When I first learned that Michaels vs. Razor would be a ladder match, I must confess I groaned.  I'd only seen two ladder matches before, one from 1987 between Dusty Rhodes and Tully Blanchard, a sloppy, disorganized brawl with awkward action, and one from 1992 between Bret Hart and Shawn Michaels, which I found plodding and quite disappointing.  Thus I went into the 'Mania X match expecting not to like it all that much.  What I got instead was one of the most gasp-inducing stunt shows I'd ever seen up to that point; these two worked a fast-paced, intense wrestling match for the first half and then pulled out all the stops once the ladder was introduced.  After nineteen minutes and numerous insane high spots, Razor climbed the ladder to retrieve both Intercontinental belts and cement his place as one half of maybe the most influential bout of the 1990s.  Yes this match seemed tame only six years later when the TLC match was invented, but HBK-Razor served as the template for the high-intensity big-spot bout.  Twenty-eight years later its influence can still be felt, and though it's been said that Shawn Michaels had a match with a ladder and Razor just happened to also be there, we shouldn't gloss over the fact that he more than held up his end of the bargain.

Razor's WWF career would only last two more years, as he'd develop drug and alcohol problems and be pushed down the card after facing his own suspension.  But then the revamped WCW came calling, and Scott Hall would make history again.

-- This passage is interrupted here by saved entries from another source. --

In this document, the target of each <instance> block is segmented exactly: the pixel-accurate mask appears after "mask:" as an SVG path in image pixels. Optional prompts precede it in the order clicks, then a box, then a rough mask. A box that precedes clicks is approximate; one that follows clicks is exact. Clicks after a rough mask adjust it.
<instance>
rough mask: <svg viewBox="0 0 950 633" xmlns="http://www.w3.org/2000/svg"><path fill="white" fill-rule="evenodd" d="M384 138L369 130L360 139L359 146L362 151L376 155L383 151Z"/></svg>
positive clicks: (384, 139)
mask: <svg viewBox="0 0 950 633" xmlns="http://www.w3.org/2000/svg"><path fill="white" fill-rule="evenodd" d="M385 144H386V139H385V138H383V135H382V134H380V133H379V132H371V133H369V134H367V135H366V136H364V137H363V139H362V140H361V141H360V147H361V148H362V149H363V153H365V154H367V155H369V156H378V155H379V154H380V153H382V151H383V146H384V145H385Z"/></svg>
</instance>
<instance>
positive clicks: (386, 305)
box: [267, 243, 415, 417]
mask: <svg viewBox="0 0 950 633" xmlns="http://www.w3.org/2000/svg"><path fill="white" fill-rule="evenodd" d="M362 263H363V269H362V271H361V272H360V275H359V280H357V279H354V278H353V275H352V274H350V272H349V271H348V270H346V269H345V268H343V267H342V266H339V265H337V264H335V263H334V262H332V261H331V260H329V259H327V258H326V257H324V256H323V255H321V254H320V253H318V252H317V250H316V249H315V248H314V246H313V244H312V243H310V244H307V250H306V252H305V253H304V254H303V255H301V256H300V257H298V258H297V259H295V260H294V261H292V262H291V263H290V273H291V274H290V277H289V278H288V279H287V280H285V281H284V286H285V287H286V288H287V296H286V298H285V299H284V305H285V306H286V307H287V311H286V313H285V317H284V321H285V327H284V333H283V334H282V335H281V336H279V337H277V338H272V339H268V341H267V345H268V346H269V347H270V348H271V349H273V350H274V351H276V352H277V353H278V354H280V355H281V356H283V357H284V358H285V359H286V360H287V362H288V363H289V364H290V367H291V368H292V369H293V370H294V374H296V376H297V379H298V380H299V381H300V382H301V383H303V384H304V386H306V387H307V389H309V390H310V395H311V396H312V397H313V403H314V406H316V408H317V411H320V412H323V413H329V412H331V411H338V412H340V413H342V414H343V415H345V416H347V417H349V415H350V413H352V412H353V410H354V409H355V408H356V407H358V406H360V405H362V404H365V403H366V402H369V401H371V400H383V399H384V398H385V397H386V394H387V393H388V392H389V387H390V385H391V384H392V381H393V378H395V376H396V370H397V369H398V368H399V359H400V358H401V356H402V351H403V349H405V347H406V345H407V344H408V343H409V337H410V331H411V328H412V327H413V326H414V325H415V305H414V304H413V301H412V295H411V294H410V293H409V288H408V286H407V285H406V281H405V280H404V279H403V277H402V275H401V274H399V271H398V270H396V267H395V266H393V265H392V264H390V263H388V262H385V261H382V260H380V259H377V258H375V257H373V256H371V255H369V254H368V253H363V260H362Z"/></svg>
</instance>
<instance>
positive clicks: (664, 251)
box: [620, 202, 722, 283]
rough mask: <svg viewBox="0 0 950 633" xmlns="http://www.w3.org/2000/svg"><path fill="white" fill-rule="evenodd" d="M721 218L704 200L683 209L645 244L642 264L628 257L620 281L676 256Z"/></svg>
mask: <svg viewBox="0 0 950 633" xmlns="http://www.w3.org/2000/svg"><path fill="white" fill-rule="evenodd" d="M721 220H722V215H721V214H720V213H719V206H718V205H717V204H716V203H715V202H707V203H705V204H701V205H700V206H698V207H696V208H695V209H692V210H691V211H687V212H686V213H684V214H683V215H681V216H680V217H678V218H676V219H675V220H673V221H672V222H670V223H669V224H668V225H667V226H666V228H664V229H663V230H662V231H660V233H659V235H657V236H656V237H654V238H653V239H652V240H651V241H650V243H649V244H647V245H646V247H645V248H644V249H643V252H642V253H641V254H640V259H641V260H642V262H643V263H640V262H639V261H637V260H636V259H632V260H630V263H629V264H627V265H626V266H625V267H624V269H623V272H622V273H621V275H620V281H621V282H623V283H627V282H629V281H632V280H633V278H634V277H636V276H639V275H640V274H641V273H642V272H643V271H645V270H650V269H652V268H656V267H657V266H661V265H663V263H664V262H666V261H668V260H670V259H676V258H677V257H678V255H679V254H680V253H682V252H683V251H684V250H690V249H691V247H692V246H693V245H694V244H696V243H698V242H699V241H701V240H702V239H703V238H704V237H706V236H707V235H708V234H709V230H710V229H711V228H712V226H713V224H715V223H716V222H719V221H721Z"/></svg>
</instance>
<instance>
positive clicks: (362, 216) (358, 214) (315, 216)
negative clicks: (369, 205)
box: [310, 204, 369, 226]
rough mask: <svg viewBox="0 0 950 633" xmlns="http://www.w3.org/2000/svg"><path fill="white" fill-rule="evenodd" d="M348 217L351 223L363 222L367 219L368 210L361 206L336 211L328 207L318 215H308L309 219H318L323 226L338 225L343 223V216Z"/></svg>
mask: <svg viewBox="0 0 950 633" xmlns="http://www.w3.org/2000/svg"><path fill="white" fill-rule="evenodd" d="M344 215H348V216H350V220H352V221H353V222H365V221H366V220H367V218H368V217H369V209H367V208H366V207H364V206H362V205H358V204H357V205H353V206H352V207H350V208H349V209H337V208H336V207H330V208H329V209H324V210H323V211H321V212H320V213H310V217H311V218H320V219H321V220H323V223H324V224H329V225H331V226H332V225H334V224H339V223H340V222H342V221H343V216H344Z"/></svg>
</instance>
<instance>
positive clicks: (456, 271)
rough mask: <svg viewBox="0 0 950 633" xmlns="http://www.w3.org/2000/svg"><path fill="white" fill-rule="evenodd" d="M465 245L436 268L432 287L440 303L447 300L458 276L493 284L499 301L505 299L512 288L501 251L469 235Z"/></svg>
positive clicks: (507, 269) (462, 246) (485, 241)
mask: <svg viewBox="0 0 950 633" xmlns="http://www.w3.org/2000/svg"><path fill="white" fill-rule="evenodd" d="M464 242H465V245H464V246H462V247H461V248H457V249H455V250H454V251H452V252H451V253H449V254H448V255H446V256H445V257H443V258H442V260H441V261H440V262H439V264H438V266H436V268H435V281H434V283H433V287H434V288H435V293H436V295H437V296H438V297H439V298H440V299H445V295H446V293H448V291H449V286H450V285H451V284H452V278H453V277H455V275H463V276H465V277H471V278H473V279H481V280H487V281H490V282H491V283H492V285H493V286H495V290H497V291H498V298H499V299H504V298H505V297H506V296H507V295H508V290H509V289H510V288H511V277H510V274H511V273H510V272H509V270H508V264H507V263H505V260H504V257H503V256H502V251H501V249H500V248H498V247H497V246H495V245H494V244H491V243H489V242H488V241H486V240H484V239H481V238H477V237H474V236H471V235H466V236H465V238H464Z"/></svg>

On May 27, 1996, Hall helped create a different kind of 90s template: the surprise debut.  Right in the middle of an inconsequential match, Hall emerged from the crowd dressed in street clothes, entered the ring with a microphone, and hijacked the show, declaring "I go where I want, when I want."  It was a moment that felt real and unscripted, and began a slew of 90s WWF stars jumping ship to WCW, a strategy that made the company feel much more cutting edge than their importing of 80s stars.  Weeks later Kevin Nash would follow suit, and the pair of ex-WWF invaders would add the biggest star in the industry to their ranks.  Thus began one of the most successful angles in wrestling history, the introduction of the New World Order.

Say what you will about WCW's follow-through on this burst of creativity; the long-term planning was clearly not there and the nWo's success burned out much faster than anyone predicted, but their invasion of WCW is still to this day one of the most significant events in wrestling lore and Scott Hall fired the first shot.

For any wrestler to have a pivotal role in even one such key event is more than most could even ask for, and Scott Hall got two of them.  In spite of his numerous real-life struggles, which did take their toll on his wrestling career, he still managed to make a major impact on the pro wrestling industry.